ET. What rate of growth has IndiaMart clocked during the last year and when is it expected to break-even?
DA. We registered 45% growth rate during 2015-16 and it has stayed between 40-50% this year as well. The CAGR was also close to 40%. We would most probably break even sometime during the calendar year 2017 on the standalone basis of IndiaMart. With regards to Tolexo, we will still be in the investment mode for a few more years.
ET. You have grown at a good rate, but what are the new growth engines that you are targeting?
DA. We are targeting revenue from three streams. IndiaMart will obviously provide the bread and butter with its listing business, but there are two new growth engines that will drive our growth.
After we crossed 100 lakh monthly visitors on IndiaMART, we started getting some interest from big brands like Godrej Interio, Finolex Pipes in the form of advertising. So we decided to create a separate vertical to focus specifically on Big Buyers, Big Suppliers and Big Business. It looks promising and will be a considerable stream of revenue. Last year it was on a small base with Rs 2-4 crore, but this year we will increase it to Rs 20-25 crore.
The third stream and the second growth engine will be Tolexo. Last year, Rs 30,000 crore worth of GMV was transacted through IndiaMart so the aim will be to transact at least 10% of that from Tolexo. This year given that we are in the consolidation phase, we are targeting 200-300% growth.
ET. There is a buzz in the markets about IndiaMart’s upcoming IPO. Can you share details on this?
DA. It is every company’s dream to roll out IPO and so is ours. We are in talks with our investors, some of whom invested in us in the recent round. We are intent on rolling out our IPO, but before that we need to settle on a timeline, decide how much we want to disinvest and firm up plans. We are trying to announce it this year.

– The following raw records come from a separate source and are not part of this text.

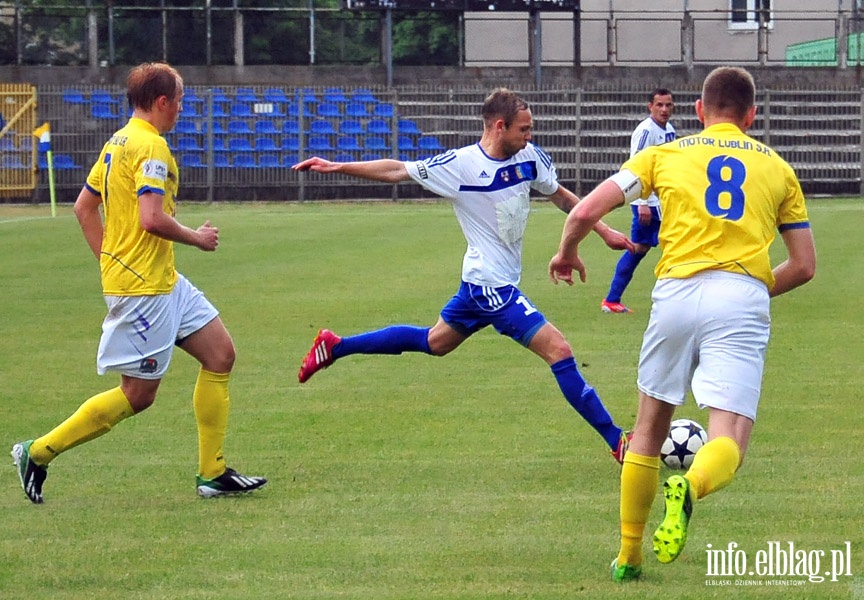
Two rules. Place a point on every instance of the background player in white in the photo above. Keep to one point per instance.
(652, 131)
(489, 183)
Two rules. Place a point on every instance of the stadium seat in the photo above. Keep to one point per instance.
(269, 161)
(329, 109)
(321, 127)
(356, 109)
(363, 95)
(239, 145)
(184, 126)
(429, 142)
(188, 144)
(347, 142)
(334, 95)
(275, 95)
(407, 127)
(74, 97)
(246, 161)
(319, 142)
(102, 111)
(240, 109)
(266, 126)
(103, 97)
(191, 160)
(406, 143)
(350, 127)
(375, 142)
(238, 126)
(383, 109)
(266, 145)
(379, 126)
(291, 127)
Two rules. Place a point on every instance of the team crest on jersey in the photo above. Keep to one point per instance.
(148, 365)
(155, 169)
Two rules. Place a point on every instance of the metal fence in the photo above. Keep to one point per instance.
(239, 143)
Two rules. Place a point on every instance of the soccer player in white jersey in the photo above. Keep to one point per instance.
(489, 184)
(151, 307)
(652, 131)
(724, 197)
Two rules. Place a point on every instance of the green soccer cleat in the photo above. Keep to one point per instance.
(32, 476)
(671, 535)
(228, 483)
(625, 572)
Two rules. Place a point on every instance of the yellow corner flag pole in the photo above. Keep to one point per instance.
(44, 134)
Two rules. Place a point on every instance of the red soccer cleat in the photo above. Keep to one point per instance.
(614, 307)
(320, 356)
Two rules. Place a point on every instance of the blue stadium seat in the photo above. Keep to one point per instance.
(72, 96)
(184, 126)
(329, 109)
(363, 95)
(188, 144)
(375, 142)
(103, 97)
(350, 127)
(407, 127)
(246, 161)
(240, 109)
(429, 142)
(102, 111)
(319, 142)
(239, 145)
(322, 127)
(356, 109)
(406, 143)
(347, 142)
(290, 144)
(379, 126)
(191, 159)
(291, 127)
(334, 95)
(383, 110)
(238, 126)
(268, 161)
(266, 126)
(265, 145)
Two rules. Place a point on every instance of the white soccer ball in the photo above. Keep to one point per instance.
(684, 440)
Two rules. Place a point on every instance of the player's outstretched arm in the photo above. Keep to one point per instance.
(385, 169)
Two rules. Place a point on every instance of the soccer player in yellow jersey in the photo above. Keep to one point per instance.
(151, 307)
(723, 196)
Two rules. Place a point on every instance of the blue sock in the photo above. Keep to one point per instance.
(395, 339)
(623, 274)
(585, 400)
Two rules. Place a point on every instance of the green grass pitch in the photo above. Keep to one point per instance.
(401, 478)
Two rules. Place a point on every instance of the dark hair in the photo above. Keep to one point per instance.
(502, 104)
(658, 92)
(729, 91)
(148, 81)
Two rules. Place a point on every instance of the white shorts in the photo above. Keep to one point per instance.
(707, 333)
(139, 332)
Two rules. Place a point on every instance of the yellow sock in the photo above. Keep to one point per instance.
(714, 466)
(94, 418)
(211, 402)
(640, 476)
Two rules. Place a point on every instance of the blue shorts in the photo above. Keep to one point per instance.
(505, 308)
(645, 234)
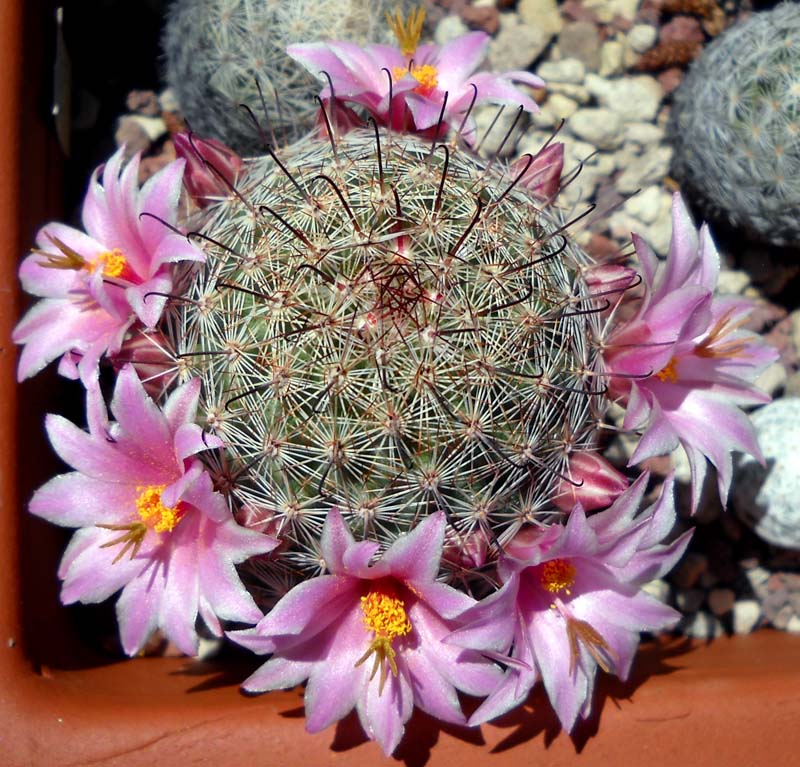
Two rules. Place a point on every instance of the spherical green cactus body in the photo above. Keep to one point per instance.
(216, 50)
(391, 329)
(735, 126)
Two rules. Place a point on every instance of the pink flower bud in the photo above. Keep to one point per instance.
(602, 483)
(211, 167)
(543, 175)
(341, 119)
(152, 359)
(610, 278)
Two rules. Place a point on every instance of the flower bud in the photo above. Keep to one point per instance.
(211, 167)
(543, 175)
(599, 483)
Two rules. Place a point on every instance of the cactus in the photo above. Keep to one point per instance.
(216, 50)
(390, 330)
(735, 126)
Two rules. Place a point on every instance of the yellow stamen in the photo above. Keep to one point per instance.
(427, 76)
(578, 632)
(668, 373)
(112, 263)
(407, 32)
(385, 616)
(711, 347)
(152, 511)
(558, 575)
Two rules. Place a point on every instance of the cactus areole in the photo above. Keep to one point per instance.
(393, 329)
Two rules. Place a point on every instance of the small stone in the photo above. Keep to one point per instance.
(449, 28)
(648, 169)
(576, 92)
(704, 626)
(746, 613)
(782, 618)
(690, 600)
(766, 498)
(581, 40)
(635, 99)
(643, 134)
(598, 126)
(560, 106)
(721, 601)
(642, 37)
(132, 136)
(647, 205)
(689, 570)
(563, 71)
(611, 58)
(541, 13)
(516, 45)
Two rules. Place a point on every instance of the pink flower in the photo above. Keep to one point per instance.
(571, 602)
(150, 522)
(416, 76)
(369, 636)
(541, 173)
(211, 167)
(95, 285)
(682, 363)
(595, 483)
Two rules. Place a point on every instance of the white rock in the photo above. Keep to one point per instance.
(576, 92)
(564, 71)
(603, 9)
(766, 498)
(627, 9)
(544, 14)
(600, 127)
(772, 379)
(561, 106)
(611, 54)
(732, 281)
(642, 37)
(449, 28)
(647, 205)
(648, 169)
(721, 601)
(746, 613)
(154, 127)
(643, 134)
(690, 600)
(635, 99)
(516, 44)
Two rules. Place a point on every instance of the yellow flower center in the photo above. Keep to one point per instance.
(407, 31)
(668, 373)
(384, 615)
(112, 263)
(152, 511)
(557, 575)
(427, 76)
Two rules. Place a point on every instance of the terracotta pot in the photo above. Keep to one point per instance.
(734, 702)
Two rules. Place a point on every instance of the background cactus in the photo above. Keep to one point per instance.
(215, 50)
(391, 332)
(735, 126)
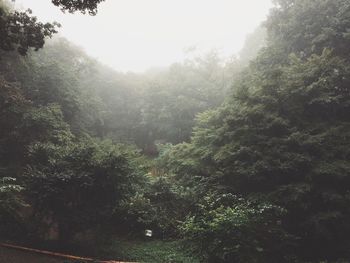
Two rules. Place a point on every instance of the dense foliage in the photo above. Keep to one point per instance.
(256, 173)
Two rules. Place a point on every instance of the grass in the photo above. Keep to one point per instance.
(15, 256)
(155, 251)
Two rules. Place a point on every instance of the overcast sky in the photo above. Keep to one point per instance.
(134, 35)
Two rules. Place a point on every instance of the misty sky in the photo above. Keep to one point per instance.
(134, 35)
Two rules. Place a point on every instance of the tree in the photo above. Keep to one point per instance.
(283, 137)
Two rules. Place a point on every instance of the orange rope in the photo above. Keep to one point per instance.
(43, 252)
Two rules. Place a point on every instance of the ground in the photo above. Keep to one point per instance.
(14, 256)
(155, 251)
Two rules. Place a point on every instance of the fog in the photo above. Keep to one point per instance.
(135, 35)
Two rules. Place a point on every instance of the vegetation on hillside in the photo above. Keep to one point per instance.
(242, 161)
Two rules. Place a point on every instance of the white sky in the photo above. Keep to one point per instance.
(134, 35)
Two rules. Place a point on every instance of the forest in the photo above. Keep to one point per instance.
(238, 161)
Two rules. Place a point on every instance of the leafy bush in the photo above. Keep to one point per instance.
(230, 229)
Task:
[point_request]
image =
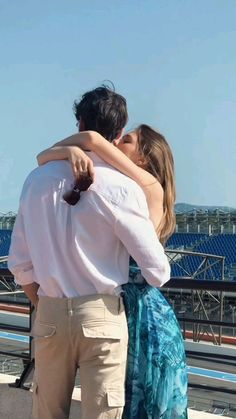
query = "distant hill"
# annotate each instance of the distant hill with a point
(183, 207)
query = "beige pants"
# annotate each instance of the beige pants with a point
(86, 332)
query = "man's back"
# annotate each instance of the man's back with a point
(74, 249)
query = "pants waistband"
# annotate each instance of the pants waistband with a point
(96, 300)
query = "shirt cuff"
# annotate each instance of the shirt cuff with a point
(25, 276)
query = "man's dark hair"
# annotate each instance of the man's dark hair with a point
(102, 110)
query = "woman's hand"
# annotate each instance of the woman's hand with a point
(81, 164)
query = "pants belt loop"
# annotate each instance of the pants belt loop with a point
(70, 308)
(119, 305)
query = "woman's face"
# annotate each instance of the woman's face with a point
(128, 144)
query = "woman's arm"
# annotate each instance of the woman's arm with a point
(91, 140)
(78, 159)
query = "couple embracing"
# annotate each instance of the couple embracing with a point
(73, 261)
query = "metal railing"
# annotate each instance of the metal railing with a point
(187, 287)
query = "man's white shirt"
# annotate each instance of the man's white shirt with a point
(83, 249)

ET. How much do you expect to raise from the public offering?
DA. There is no point in speculating on this. For us, public listing is not merely about raising money from the public, but being accountable through good governance and ensuring liquidity to investors. We are not a very cash-consuming company. In fact, a substantial part of the $30-35 million which we raised through funding rounds is still in the bank.
We also have to figure out the percentage which investors want to divest. Currently, we are only at the stage of preparing the Draft Red Herring Prospectus (DRHP) and intend to complete it at the earliest. The entire procedure takes a lot of time.